Mas não é apenas em Sunflower que encontramos Weller a questionar e a reafirmar o seu compromisso com os valores que o levaram a pegar numa guitarra em primeiro lugar. Oferecendo um eco marginalmente mais suave da afirmação do seu eu mais jovem de que “…bullshit is just bullshit/It just goes by different names” (Beat Surrender), Has My Fire Really Gone Out? vê Weller declarar “Algo real é o que estou a procurar / Uma voz clara no deserto.” Ao longo de Wild Wood, a invocação da natureza como algo imutável num mundo de distracções superficiais sublinha a sensação de que aquilo a que se está a assistir é um reset existencial. Está lá no reverie acústico esparso de Country – “Into the light/Out of the dark,” canta Weller, ecoando os sentimentos de uma faixa-título que, quase logo que foi lançada, pareceu ganhar o estatuto de canção folclórica honorária. Mais uma vez, o que o impressiona no single Wild Wood é o entrelaçamento da natureza com o apoio espiritual. Quando Weller levou a canção para a estrada, sabia que tinha atingido o seu objetivo: “Quando a toco ao vivo, posso dizer que significa muito para as pessoas”, disse ele, “às vezes tiram as palavras de mim e levantam o telhado”.

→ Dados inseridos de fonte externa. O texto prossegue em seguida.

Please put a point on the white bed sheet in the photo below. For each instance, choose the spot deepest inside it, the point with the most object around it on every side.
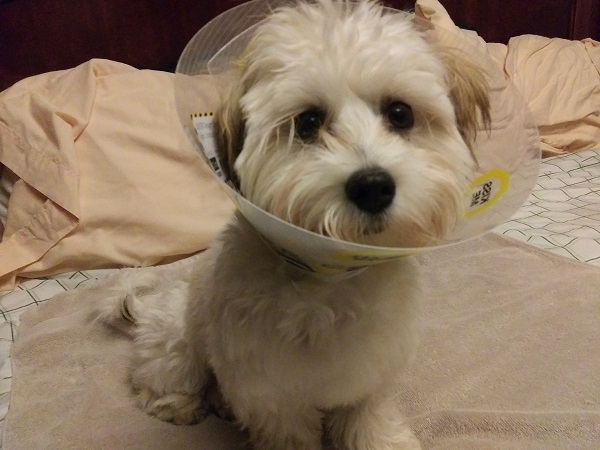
(562, 215)
(28, 294)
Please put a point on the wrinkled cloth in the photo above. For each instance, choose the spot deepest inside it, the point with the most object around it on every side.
(106, 175)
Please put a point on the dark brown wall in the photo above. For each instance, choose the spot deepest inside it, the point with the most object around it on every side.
(42, 35)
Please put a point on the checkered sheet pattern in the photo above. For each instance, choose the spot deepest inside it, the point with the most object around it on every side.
(28, 294)
(562, 215)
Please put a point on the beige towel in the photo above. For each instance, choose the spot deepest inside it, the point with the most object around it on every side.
(510, 360)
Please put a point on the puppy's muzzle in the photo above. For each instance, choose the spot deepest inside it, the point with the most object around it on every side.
(371, 190)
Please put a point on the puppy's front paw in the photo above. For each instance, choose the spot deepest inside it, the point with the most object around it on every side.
(179, 408)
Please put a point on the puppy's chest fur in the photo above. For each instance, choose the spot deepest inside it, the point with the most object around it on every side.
(306, 335)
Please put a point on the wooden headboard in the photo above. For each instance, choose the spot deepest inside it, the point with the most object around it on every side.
(38, 36)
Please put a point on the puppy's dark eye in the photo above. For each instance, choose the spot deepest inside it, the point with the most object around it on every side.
(399, 115)
(308, 123)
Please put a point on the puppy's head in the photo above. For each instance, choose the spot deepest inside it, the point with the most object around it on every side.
(343, 120)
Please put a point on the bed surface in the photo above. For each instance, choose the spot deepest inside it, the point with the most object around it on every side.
(562, 216)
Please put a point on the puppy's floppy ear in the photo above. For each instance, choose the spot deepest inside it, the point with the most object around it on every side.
(229, 124)
(469, 92)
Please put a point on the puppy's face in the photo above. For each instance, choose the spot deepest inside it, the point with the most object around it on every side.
(346, 122)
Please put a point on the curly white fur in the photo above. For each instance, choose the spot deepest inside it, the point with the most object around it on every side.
(294, 355)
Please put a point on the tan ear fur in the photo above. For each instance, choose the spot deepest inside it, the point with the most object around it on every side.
(469, 92)
(229, 124)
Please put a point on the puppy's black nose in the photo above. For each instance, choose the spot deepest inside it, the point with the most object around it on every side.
(372, 190)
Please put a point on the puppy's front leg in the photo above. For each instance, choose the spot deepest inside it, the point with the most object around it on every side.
(295, 428)
(373, 424)
(169, 367)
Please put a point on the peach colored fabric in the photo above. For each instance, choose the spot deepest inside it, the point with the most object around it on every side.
(559, 79)
(106, 174)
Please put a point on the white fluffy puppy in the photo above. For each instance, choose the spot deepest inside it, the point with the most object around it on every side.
(345, 121)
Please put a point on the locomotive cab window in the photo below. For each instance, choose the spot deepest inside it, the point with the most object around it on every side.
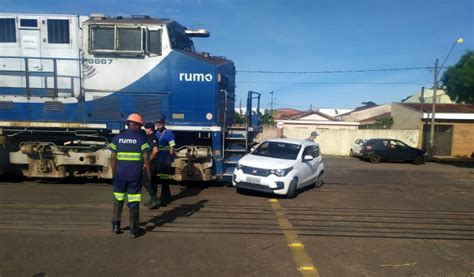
(58, 31)
(102, 38)
(124, 40)
(7, 30)
(154, 42)
(129, 39)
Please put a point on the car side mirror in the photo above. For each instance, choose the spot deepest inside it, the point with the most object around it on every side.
(307, 158)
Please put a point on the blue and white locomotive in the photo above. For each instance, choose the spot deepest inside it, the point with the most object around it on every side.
(68, 82)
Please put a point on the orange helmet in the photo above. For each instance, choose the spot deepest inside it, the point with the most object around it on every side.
(135, 118)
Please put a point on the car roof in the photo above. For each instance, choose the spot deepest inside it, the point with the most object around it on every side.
(293, 141)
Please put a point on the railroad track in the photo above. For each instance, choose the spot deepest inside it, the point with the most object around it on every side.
(203, 217)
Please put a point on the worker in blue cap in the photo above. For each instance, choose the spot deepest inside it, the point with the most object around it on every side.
(150, 183)
(166, 143)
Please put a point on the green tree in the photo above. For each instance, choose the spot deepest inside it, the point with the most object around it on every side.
(267, 117)
(384, 123)
(368, 104)
(459, 79)
(239, 119)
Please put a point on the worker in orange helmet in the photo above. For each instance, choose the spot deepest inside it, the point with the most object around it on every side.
(130, 155)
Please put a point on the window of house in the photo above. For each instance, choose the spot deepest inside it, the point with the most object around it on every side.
(58, 31)
(7, 30)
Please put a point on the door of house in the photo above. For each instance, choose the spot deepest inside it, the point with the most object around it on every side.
(442, 139)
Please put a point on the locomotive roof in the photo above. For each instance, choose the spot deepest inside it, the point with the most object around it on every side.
(118, 20)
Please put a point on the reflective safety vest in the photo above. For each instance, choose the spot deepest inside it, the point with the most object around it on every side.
(129, 147)
(165, 140)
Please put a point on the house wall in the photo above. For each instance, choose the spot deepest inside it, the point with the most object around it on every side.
(463, 140)
(339, 141)
(367, 113)
(405, 118)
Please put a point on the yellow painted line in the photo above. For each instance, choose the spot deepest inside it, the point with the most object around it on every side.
(296, 244)
(303, 261)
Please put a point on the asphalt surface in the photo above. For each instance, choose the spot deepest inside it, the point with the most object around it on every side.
(388, 219)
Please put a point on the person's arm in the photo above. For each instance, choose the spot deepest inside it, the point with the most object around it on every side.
(113, 159)
(172, 144)
(154, 152)
(146, 162)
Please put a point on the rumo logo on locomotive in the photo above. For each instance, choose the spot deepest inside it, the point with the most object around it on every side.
(195, 77)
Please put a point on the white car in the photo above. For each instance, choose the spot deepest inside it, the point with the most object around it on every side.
(280, 166)
(356, 147)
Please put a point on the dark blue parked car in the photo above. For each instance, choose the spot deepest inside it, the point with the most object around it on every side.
(376, 150)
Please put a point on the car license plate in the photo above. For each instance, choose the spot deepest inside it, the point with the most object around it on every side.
(253, 180)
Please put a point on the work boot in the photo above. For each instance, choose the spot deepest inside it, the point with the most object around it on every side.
(135, 230)
(154, 203)
(117, 216)
(165, 197)
(116, 227)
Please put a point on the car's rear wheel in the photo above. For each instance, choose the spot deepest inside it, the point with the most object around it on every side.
(418, 159)
(375, 158)
(292, 190)
(319, 181)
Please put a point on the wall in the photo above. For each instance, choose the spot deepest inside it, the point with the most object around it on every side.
(338, 141)
(405, 118)
(463, 140)
(367, 113)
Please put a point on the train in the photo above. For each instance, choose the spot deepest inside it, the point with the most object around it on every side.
(68, 83)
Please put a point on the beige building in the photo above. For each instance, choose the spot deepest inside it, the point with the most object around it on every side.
(441, 97)
(454, 126)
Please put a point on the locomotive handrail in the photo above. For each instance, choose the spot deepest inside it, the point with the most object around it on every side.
(27, 73)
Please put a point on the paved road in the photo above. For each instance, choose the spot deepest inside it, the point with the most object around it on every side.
(389, 219)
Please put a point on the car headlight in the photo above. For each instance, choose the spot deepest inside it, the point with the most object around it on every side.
(281, 172)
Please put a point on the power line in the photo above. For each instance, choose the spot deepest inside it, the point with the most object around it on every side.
(336, 71)
(330, 83)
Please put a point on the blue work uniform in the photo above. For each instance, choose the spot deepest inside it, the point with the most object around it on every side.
(129, 147)
(164, 140)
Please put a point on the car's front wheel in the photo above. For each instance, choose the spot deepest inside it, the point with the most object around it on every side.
(292, 190)
(418, 159)
(319, 180)
(375, 158)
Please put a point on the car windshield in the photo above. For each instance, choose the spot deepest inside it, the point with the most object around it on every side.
(279, 150)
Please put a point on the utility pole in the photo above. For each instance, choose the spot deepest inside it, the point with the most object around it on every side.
(422, 100)
(433, 110)
(271, 103)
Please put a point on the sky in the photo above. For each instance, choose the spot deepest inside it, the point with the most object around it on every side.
(309, 36)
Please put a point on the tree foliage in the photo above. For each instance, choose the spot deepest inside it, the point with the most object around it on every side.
(459, 79)
(239, 119)
(369, 104)
(267, 117)
(384, 123)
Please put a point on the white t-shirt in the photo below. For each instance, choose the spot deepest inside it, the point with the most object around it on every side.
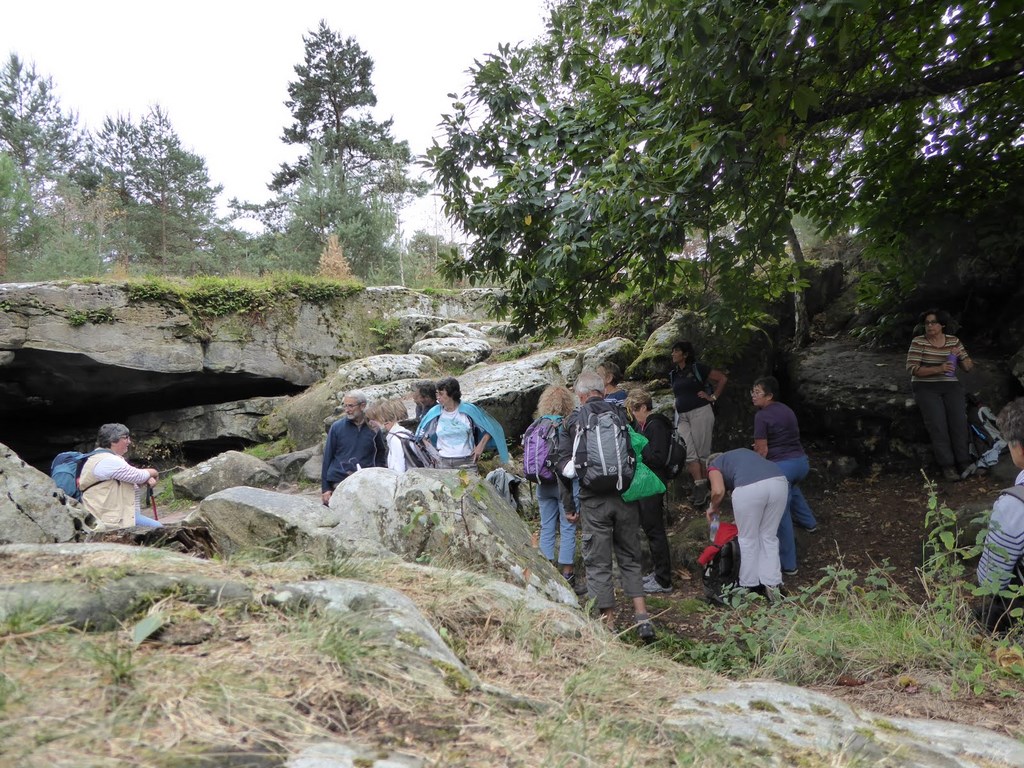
(455, 434)
(395, 452)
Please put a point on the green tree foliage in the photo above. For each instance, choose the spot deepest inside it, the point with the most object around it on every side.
(330, 103)
(35, 132)
(326, 203)
(15, 203)
(664, 148)
(39, 144)
(164, 198)
(351, 179)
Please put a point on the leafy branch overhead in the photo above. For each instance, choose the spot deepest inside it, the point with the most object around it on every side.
(664, 148)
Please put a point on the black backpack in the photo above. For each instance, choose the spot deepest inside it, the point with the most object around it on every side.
(420, 452)
(676, 455)
(722, 572)
(602, 453)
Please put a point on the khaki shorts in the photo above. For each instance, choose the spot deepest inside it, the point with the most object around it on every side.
(696, 426)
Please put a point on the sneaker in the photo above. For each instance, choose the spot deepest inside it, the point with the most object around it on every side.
(653, 588)
(645, 631)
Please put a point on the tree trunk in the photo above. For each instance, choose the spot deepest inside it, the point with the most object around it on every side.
(801, 330)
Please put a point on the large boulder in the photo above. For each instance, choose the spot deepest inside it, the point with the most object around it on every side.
(859, 398)
(206, 428)
(619, 350)
(509, 391)
(122, 584)
(33, 510)
(247, 518)
(223, 471)
(381, 376)
(392, 621)
(73, 356)
(446, 516)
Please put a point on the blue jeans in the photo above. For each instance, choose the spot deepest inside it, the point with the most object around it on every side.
(797, 508)
(553, 523)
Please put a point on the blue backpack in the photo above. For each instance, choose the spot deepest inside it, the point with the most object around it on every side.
(67, 467)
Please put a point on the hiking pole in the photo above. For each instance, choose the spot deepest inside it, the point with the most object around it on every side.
(153, 500)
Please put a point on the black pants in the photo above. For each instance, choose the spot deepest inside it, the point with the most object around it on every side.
(944, 413)
(652, 522)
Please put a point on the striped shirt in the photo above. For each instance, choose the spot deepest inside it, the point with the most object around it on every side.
(1005, 543)
(923, 353)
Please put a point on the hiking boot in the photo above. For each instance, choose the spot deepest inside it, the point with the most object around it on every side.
(645, 631)
(579, 586)
(701, 493)
(653, 588)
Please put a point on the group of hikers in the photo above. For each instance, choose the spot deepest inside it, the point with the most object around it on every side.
(589, 470)
(595, 444)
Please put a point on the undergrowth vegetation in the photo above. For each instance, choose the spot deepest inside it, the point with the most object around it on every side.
(853, 628)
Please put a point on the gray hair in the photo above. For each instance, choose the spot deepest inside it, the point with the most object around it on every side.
(358, 395)
(589, 381)
(111, 433)
(1011, 422)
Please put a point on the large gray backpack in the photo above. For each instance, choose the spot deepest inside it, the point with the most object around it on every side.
(601, 451)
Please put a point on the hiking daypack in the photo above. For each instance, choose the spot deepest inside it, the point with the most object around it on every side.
(722, 571)
(538, 448)
(601, 452)
(676, 455)
(420, 452)
(67, 468)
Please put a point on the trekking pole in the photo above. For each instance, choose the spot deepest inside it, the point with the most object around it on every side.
(153, 500)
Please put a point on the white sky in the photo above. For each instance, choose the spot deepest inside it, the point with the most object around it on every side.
(220, 69)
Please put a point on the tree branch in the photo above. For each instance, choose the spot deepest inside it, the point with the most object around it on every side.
(940, 83)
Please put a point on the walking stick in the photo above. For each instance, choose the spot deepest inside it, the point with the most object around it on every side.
(153, 500)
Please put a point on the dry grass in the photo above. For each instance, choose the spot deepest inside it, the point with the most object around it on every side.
(282, 679)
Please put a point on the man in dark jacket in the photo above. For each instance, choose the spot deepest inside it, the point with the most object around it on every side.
(657, 430)
(609, 525)
(351, 444)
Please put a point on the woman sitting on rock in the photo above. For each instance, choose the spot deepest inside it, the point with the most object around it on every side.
(461, 430)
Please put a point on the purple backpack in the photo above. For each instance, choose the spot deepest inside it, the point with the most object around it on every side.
(538, 445)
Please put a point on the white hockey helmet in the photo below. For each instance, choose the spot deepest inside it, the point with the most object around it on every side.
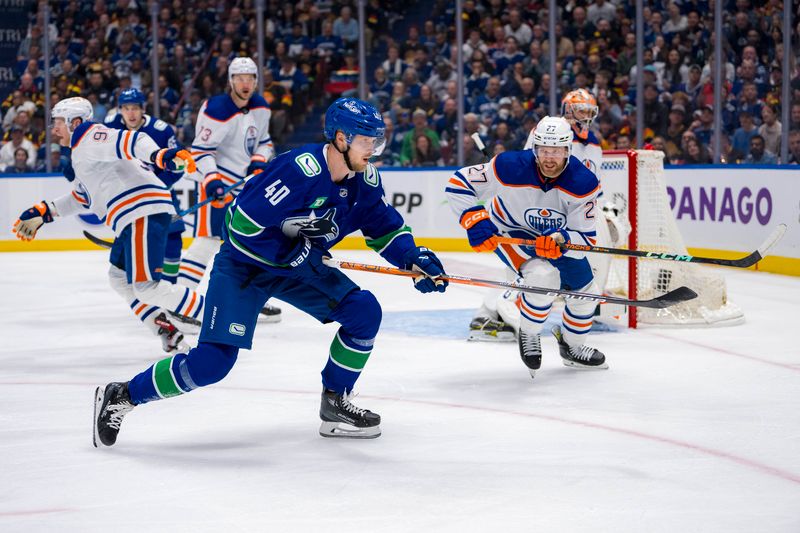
(71, 108)
(553, 131)
(242, 65)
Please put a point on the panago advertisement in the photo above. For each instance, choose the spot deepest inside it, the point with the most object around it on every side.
(721, 211)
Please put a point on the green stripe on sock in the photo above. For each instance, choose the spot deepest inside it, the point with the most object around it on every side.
(163, 379)
(345, 357)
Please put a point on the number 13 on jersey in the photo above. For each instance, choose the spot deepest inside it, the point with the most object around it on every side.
(275, 194)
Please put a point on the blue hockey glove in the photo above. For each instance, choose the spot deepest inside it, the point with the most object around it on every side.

A perceção de Weller de que sua música ainda tinha o poder de afetar as pessoas dessa maneira pode ter subconscientemente informado as palavras iniciais de The Weaver: “Can you put a smile back on/All these different faces/Of all the people/From such different places.” Aqui e noutros locais, o que fervilha em cada atuação é a facilidade instintiva com que os músicos principais – Weller, Steve White e Marco Nelson – interagem uns com os outros. Esta é uma banda audivelmente ligada pela estrada, ajudada, neste caso, pelas interjeições de flauta de Jacko Peake, que fazem referência a álbuns de Traffic (Traffic) e Terry Callier (Dancing Girl), e pelo produtor Brendan Lynch, cuja capacidade de dar prioridade à sensação, à fluidez e ao calor sobre tudo o resto é fundamental para o sucesso de Wild Wood como experiência auditiva.

E, talvez mais do que qualquer outro álbum de Paul Weller, vale a pena insistir na importância do elenco de apoio que ajudou a fazer de Wild Wood um dos álbuns definidores da sua era. Nos 28 anos desde o seu lançamento, é um disco que foi cooptado para a história do Britpop. E, no entanto, a família substituta que ajudou a restaurar o mojo de Weller estava mais intimamente ligada à rede londrina de entusiastas do soul, jazz e funk: predominantemente as cenas em torno de editoras como Acid Jazz e Talkin’ Loud.

Todos estes anos depois, este é o contexto que distingue Wild Wood do movimento ao qual viria a ser associado mais tarde. É um álbum que se situa na intersecção entre o fandom e a arte, usando o entusiasmo do primeiro para alimentar o segundo. E talvez seja por isso que ocupa um lugar especial no afeto dos fãs. “Ainda se sente da mesma maneira sobre isso/como sempre disse que se sentiria?” pergunta ele em Shadow Of The Sun, uma reafirmação ardente de sete minutos das paixões que o levaram a pegar numa guitarra em primeiro lugar. A resposta está impregnada nos ossos de Wild Wood.